Monrovia — I woke up feeling the headache and chills, and made a couple of trips to the bathroom to ease the nausea. The experience was all too familiar; I was having another bout of malaria, even though that wasn't changing my day's routine. Growing up here, I have suffered more than a dozen times from the disease. A trip to the nearby clinic was going to be later in the day.
This is typical for many Liberians. The onset of high fever is almost certain to be a case of malaria. Even without a professional diagnosis, the sufferer will proceed to ingest available medications, usually an herb. According to the 2011 Liberia Malaria Indicator Survey, hospital records suggest that at least 33 percent of all in-patient deaths in Liberia and 41 percent of deaths among children under five are attributed to malaria. A lot of progress has been made over the years, but the numbers remain high.
Monrovia is essentially built on swampy lands, and the population of the city has more than doubled since the end of the civil war. The lack of piped water and heavy rains from May to October make it a breeding ground for mosquitoes. Most Liberian households have at least one malaria sufferer at any given point, and mine's no exception.
My experiences with the disease have ranged from mild to severe. Conventional home remedies like chloroquine, quinine and more recently, artesunate, usually heal the symptoms. But I have also experimented with the "Sekou Toure leaves", the popular herb used by low-income households. The leaves are picked from trees scattered across parts of Monrovia and cooked. One then drinks an unmeasured quantity of the water in which the leaves were boiled. The cooking takes away some of the bitterness. The efficacy of the herb is not a subject of debate here, even if the safety is.

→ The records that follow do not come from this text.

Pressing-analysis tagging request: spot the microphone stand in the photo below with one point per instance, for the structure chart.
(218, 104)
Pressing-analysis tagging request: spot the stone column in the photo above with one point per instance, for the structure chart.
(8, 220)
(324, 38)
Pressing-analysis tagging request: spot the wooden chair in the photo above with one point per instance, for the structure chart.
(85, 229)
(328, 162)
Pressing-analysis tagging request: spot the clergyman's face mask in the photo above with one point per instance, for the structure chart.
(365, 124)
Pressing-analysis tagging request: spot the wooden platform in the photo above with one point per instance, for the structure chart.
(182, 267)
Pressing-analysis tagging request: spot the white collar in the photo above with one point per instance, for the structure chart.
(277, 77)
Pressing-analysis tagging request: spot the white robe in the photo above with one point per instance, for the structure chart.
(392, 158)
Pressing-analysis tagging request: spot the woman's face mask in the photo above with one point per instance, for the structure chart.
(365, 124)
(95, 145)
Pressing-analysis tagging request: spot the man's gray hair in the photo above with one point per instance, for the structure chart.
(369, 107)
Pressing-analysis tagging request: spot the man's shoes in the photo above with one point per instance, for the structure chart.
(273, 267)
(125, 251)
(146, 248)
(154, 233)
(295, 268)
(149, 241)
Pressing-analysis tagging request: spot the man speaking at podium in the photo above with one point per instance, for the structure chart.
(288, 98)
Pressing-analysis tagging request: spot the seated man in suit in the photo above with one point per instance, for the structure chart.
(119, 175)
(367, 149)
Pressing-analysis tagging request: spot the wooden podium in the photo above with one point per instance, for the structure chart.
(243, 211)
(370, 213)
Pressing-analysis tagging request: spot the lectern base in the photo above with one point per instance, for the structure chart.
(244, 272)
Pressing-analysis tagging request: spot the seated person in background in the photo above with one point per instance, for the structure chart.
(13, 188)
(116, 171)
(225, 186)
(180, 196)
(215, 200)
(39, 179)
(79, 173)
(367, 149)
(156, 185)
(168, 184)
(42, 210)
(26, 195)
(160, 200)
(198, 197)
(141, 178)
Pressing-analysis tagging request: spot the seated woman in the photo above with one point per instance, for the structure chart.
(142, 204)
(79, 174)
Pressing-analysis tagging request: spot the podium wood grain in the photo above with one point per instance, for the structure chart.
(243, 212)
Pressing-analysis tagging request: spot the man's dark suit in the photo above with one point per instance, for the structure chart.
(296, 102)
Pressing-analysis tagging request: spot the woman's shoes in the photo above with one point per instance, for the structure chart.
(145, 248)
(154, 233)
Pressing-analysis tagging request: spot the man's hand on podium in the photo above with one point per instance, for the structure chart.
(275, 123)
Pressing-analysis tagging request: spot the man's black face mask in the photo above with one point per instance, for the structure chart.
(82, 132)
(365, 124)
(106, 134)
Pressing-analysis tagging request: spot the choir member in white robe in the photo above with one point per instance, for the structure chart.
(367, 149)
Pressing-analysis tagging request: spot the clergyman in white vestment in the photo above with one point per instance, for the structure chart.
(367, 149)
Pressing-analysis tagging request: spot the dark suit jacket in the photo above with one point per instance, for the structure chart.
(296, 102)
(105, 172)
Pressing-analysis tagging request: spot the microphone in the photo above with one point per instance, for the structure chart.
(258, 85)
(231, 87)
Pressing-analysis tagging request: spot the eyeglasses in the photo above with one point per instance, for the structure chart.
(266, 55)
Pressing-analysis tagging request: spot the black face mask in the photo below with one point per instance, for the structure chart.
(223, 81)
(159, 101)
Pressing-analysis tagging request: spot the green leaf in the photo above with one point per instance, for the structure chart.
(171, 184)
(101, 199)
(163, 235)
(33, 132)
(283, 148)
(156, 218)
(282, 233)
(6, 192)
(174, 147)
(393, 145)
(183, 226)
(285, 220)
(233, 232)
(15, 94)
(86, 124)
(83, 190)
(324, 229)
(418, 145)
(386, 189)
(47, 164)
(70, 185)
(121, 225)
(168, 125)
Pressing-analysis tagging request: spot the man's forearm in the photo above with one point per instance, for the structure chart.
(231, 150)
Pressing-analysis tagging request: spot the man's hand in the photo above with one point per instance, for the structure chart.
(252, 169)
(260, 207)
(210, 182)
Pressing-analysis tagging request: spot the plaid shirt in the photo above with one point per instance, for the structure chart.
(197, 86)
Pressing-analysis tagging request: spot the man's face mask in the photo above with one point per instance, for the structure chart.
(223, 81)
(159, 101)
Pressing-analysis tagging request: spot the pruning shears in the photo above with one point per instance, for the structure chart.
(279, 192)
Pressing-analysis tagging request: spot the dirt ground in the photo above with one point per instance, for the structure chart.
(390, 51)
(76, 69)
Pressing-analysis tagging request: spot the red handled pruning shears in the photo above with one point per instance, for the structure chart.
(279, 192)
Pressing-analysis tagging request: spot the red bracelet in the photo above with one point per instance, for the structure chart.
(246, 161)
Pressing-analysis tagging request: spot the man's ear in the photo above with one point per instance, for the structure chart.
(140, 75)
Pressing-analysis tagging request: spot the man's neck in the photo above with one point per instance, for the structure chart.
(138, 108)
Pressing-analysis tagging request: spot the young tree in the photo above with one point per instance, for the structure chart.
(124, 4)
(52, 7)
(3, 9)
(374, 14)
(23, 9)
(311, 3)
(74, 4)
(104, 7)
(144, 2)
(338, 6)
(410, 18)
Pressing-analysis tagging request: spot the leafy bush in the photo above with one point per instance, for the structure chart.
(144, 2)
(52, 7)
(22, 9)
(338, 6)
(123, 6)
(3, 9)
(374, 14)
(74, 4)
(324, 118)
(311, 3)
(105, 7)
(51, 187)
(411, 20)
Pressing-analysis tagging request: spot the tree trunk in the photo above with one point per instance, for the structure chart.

After my announcement to workmates (some of whom are not African) that I was having malaria symptoms, it created a buzz of conversation on Facebook. "OMG, does Boakai have malaria?" exclaimed one. "Yeah we get it all the time," responded another. I could tell they were looking out for me. But even more, it reflected our diversity: one regards the disease lightly, while others consider it almost as a death sentence.
While many here think their exposure to the disease has created a certain amount of immunity, I have seen others, mainly expats, who take extra precautions.
Although preventable and curable, malaria remains a major public health problem in Liberia. It takes a toll on young children and pregnant women. A Unicef report says, on average, a Liberian child under the age of five experiences two episodes of fever a year due to malaria, making it the leading cause of childhood mortality.
This grim assessment made us take extra precautions in our household when our son, now five months old, was born. Unlike before, screens have been placed on every door and window in addition to having him sleep under a mosquito net at all times. That still has not kept my wife and I from doing regular checks for signs of mosquito bites. This was reinforced when a neighbour's baby - the same age as our son - spent days in intensive care after being infected with the disease.
The government says it has achieved a 100 percent bed net coverage of households, a scale-up from 2005 when that figure was under 10 percent. This, it says, has led to a significant decline in morbidity. But as Liberians like to say, "the struggle continues".